05Batching economics.

Aligned Layer aggregates proofs into a single on-chain verification. The per-run gas cost is:

gas_per_run = (L1_verify_gas × gas_price + batcher_fee) / batch_size

At current mainnet pricing (~25 gwei base fee, ETH ≈ $3,600):

  • Batch of 8 runs: ~$4.20 per run
  • Batch of 32 runs: ~$1.30 per run
  • Batch of 128 runs: ~$0.38 per run
  • Batch of 512 runs: ~$0.12 per run

We default to batches of 32 during launch. The system automatically increases batch size as volume grows; users see their effective price drop accordingly (packs get cheaper per run, pay-as-you-go price stays $5 but margin improves).

06Attestor economics.

Attestors earn a share of each run they process.

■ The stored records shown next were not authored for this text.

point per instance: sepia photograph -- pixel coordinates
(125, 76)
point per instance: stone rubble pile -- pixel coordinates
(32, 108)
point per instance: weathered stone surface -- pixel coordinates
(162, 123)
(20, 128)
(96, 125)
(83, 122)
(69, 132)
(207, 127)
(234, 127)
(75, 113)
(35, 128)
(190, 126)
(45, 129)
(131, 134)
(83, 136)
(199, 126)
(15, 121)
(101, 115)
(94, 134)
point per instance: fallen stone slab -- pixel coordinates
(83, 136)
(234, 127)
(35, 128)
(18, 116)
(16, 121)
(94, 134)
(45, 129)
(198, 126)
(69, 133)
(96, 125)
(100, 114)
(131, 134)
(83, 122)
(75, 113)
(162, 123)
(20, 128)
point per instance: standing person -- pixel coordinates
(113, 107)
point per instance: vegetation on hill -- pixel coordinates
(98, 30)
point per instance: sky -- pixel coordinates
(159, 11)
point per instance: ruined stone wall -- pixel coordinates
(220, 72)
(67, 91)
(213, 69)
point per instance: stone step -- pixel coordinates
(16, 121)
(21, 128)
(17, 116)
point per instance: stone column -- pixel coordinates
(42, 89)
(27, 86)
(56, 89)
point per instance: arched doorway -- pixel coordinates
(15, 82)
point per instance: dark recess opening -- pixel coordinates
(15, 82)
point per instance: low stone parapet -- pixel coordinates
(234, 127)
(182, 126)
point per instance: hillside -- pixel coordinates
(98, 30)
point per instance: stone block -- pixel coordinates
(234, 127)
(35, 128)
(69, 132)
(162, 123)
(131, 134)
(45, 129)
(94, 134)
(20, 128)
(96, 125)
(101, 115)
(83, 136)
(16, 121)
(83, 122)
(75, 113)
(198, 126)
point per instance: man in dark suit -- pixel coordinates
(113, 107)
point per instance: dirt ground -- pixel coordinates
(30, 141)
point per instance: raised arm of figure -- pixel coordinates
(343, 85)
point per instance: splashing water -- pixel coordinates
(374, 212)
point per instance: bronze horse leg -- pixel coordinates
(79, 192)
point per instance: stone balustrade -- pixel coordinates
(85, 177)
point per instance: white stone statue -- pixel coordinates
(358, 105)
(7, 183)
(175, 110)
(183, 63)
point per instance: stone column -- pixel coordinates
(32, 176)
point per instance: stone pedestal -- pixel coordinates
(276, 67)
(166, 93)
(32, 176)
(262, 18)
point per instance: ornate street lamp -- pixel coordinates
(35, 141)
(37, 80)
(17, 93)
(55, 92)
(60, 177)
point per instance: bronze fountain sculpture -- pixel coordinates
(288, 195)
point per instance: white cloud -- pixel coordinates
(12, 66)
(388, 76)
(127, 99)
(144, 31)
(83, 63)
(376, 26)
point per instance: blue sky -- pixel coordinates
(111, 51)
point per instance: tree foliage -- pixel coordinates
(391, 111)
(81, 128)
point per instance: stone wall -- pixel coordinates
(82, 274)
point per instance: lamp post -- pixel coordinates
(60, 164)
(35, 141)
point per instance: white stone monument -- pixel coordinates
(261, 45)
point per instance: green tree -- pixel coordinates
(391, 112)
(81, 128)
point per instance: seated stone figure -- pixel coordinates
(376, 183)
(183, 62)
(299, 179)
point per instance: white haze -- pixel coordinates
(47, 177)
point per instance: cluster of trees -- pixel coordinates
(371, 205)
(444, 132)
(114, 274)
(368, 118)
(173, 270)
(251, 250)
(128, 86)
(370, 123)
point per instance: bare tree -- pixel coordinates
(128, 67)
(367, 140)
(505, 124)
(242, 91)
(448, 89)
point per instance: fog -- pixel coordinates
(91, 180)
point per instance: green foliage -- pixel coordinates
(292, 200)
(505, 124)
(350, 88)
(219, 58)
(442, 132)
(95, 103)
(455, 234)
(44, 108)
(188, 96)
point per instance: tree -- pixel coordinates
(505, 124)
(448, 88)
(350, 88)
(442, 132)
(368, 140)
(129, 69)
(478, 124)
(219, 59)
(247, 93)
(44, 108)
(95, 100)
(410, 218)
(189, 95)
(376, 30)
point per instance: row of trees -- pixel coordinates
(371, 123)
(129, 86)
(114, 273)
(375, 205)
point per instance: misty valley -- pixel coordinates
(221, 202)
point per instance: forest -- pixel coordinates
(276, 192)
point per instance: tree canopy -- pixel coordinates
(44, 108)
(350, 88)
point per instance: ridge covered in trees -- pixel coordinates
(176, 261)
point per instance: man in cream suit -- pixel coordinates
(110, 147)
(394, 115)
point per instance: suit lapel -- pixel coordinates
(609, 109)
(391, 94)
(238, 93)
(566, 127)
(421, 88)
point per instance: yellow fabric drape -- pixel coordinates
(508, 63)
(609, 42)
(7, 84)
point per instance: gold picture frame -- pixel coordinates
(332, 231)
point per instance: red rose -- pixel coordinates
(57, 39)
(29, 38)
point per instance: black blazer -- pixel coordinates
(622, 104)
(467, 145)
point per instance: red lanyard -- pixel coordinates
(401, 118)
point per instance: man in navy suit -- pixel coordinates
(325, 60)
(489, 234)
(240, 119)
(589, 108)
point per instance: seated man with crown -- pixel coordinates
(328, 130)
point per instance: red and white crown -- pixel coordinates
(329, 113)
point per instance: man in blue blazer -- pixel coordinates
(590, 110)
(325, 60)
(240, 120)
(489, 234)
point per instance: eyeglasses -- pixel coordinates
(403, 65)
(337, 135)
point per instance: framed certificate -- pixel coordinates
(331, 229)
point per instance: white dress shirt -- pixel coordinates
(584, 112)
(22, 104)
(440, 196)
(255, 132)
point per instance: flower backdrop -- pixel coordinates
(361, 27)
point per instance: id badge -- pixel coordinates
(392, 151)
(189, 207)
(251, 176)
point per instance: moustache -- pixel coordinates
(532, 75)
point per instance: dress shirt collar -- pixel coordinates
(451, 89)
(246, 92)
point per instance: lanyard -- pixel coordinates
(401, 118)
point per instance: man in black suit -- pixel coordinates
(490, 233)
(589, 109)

At $5/test, the split is approximately:

  • $1.90 → attestor (compute reimbursement + margin)
  • $1.30 → Ethereum gas
  • $0.80 → model provider
  • $1.00 → Benchlist (platform + hosting + team)

An attestor break-even at current pricing is ~50 runs/month per node, assuming a GPU amortized over 36 months. Once fleet demand pushes an attestor above 200 runs/month, they become meaningfully profitable at these rates.

Operator guide + join flow: /docs#attestors.

07Price floor — why not cheaper?

We get this question a lot. The honest answer: Ethereum L1 settlement is the floor. The verification contract on mainnet costs gas we don’t control. A proof batch that doesn’t land on L1 isn’t a Benchlist proof by definition.

Competitors who charge <$1 per “verified” test are either:

  • Not actually settling on a public blockchain (just a signed claim on a private server), or
  • Running on a testnet or proprietary rollup (free / near-zero gas but no real security guarantee), or
  • Using a shared batch that rarely lands on-chain (claim of “on-chain settlement” without actual mainnet cadence).

We prefer to be expensive and honest. For use cases that don’t need mainnet directness, the “Signed attestation” fallback above exists at $0.05 amortized.

08Complex suites.

SWE-bench, τ-Bench, WebArena, and anything requiring sandboxed execution, browser automation, or multi-hour agent trajectories are outside the “standard” cost envelope. These are quoted up-front before any run starts.

Typical quotes:

  • SWE-bench Verified (500 tasks, Docker): $50 per run (cost ~$33)
  • τ-Bench (tool-calling trajectories): $20 per run (cost ~$16)
  • WebArena (browser tasks): $60 per run (cost ~$45)
  • Custom compliance benchmark (negotiated): starts $2,999 setup + $499/mo

These are posted publicly the same way simple suites are. The $5/test default is for “green” rows on the matrix above.

Iteration discipline

We re-run this cost table the first of every month with fresh numbers from the attestor fleet. If costs drop, prices drop. If costs rise, we flag it here before changing pricing. The audit trail is in /changelog.